Sometimes, to help with challenging those self-beliefs, I have gone to some strange lengths.

As I’m convinced that a child needs to experience success in order to change their feelings and beliefs about themselves, the biggest challenge is often getting them to have a go at whatever the activity is in the first place. It turns out that donning an American-esque cheerleading/ army PT instructor type of vibe is pretty useful in these situations. Grizzly is very much a natural at this and I have witnessed him many a time getting a child to do something they aren’t too confident about by shouting ‘push it, push it’ or ‘come on smash it’ in his naturally loud voice. It isn’t a shouting at them kind of way, it’s more of a pumping everyone up before a match kind of way; an exuberant boosting of their self-esteem and public show of your belief in their ability to do it.

Whilst I do not have a loud voice or such an exuberant manner, I am not against stealing good ideas.

Over the last few weeks Little Bear has been avidly watching a programme on Netflix called Beast Master. It is like Ninja Warrior, only harder. As Little Bear tends to, he now thinks he is the Beast Master (see Fantasy versus Reality). At bedtime the other day, he was telling me all about his Beast Master abilities. How good he is at flips, how long he can hang for etc. We then got onto the reading part of his bedtime routine and his demeanour drastically changed. “I’m no good at reading”, he said, “I’m stupid at it”. My inner cheerleader kicked in. “Well, I’m shocked at you Beast Master. I didn’t think you would be all miserable about reading a book. I thought you would smash it like the Beast Master course”. He looked at me and I could see him wondering if that was really true, if he really could smash it. Leaving no time for doubt, I continued a la Grizzly, “come on Beast Master, smash it”.

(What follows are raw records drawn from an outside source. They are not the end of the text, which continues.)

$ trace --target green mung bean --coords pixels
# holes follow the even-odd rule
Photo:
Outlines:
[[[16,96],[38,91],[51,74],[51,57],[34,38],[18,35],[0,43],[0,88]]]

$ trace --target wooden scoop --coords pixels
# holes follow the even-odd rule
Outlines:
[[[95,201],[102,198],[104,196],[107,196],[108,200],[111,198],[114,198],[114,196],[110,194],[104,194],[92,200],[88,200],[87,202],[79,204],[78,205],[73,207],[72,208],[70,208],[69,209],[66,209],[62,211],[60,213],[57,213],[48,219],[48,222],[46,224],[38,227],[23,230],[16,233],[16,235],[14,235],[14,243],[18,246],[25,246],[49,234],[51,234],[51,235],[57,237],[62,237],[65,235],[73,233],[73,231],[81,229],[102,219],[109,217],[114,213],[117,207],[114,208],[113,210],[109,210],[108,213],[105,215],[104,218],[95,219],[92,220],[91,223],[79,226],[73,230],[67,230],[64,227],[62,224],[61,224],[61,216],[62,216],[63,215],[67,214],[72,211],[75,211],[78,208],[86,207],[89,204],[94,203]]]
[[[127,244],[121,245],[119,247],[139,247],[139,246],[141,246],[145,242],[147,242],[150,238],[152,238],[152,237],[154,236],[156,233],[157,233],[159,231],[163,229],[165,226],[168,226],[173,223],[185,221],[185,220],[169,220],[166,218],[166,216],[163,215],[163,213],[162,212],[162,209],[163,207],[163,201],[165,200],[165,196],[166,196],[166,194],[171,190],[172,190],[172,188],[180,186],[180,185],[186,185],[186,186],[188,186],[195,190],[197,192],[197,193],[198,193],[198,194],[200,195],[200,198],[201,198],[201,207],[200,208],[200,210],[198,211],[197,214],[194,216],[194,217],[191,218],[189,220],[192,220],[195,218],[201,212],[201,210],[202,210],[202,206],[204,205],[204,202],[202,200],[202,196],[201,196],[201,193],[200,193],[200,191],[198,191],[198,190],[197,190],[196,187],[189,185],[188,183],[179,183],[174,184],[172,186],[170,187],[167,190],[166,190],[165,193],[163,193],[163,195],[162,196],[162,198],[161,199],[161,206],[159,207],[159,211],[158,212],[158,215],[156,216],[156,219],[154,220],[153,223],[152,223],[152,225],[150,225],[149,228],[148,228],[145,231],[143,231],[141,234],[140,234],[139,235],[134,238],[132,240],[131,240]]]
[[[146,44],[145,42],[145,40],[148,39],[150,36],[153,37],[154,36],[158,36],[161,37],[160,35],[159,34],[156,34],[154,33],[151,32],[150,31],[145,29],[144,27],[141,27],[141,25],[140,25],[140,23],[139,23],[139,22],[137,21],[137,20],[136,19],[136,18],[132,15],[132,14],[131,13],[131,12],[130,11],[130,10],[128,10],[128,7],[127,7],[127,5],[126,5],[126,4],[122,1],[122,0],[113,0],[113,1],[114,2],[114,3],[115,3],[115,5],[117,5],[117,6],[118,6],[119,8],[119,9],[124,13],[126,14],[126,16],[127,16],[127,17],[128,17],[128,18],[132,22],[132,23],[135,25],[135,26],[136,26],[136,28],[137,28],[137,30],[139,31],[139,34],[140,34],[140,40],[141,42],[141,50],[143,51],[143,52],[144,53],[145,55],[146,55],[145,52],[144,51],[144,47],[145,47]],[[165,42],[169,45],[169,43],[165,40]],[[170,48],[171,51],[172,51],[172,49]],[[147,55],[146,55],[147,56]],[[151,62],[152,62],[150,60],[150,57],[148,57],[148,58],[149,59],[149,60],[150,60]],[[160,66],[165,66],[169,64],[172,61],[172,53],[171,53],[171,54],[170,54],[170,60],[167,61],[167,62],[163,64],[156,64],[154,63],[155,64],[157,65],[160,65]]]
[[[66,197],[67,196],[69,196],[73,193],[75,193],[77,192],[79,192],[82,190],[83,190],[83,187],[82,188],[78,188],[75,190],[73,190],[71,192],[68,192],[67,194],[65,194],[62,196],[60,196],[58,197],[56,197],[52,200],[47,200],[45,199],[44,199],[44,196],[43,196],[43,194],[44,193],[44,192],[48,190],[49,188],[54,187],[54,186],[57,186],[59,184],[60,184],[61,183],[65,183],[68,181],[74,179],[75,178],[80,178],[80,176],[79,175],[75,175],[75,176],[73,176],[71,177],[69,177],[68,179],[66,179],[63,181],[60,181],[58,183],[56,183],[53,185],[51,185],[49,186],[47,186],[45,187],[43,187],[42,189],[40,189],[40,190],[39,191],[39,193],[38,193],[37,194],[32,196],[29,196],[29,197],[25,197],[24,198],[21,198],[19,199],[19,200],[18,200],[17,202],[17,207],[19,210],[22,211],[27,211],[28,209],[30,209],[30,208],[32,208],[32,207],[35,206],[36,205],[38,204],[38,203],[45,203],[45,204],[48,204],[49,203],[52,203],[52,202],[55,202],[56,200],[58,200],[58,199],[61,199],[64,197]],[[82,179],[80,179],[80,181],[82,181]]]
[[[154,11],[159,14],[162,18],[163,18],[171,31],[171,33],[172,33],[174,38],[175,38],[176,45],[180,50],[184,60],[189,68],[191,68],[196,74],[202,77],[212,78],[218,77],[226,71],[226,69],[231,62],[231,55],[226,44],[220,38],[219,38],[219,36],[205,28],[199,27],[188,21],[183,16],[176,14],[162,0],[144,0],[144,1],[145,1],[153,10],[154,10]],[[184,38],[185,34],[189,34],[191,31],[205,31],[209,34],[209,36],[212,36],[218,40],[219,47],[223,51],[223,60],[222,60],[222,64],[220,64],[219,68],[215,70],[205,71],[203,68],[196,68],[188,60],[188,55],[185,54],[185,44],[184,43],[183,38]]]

And he smashed it. He read with more drive and determination than I have seen for a several weeks. He knew he’d smashed it too. We high-fived (am I actually turning American?!) and made a big deal out of how well he had done. It’s just one instance of succeeding at reading but I really believe that all the small instances add up and one day, he’ll really believe he can do it, because he can. The Beast Master won’t work every time, I’ll have to stay on my toes and come up with new ways of motivating and encouraging him but it’s worth it, because every success, no matter how small, is a step in the right direction. A step in the direction of leaving the “I’m stupid” feelings behind.

In order to really maximise the opportunity offered to us by Beast Master I needed to share it with school in the hope they too might be mad enough to give it a go. I did feel like a bit of a wally explaining it in the take home book and wondered what on earth they would make of our alternative methods. Thankfully, Little Bear’s teacher fully understands the need to use a child’s interests to motivate their work and bless her she totally did the Beast Master thing. Apparently, the Beast Master was in attendance at school, he smashed his reading and he completed lots of other work that hadn’t been done over previous days. He had an extremely successful day: more success, more steps forwards.

I also shared that little snippet of life with my Bears with school in order to try to change the narrative away from “no, you’re not stupid”, to something more constructive. I know Little Bear’s teacher gets it and I’m so grateful for her open attitude towards teaching him. I don’t know whether Mrs C gets it. I suspect she thinks I’m bonkers.

We still have plenty of work to do on Little Bear’s self-construct, but Rome wasn’t built in a day and every piece of genuine praise, every experience of success, every time he exceeds his own expectations of himself, takes us one step closer to the robust self-esteem we are aiming for. And if that involves us chanting “smash it, smash it” occasionally then so be it.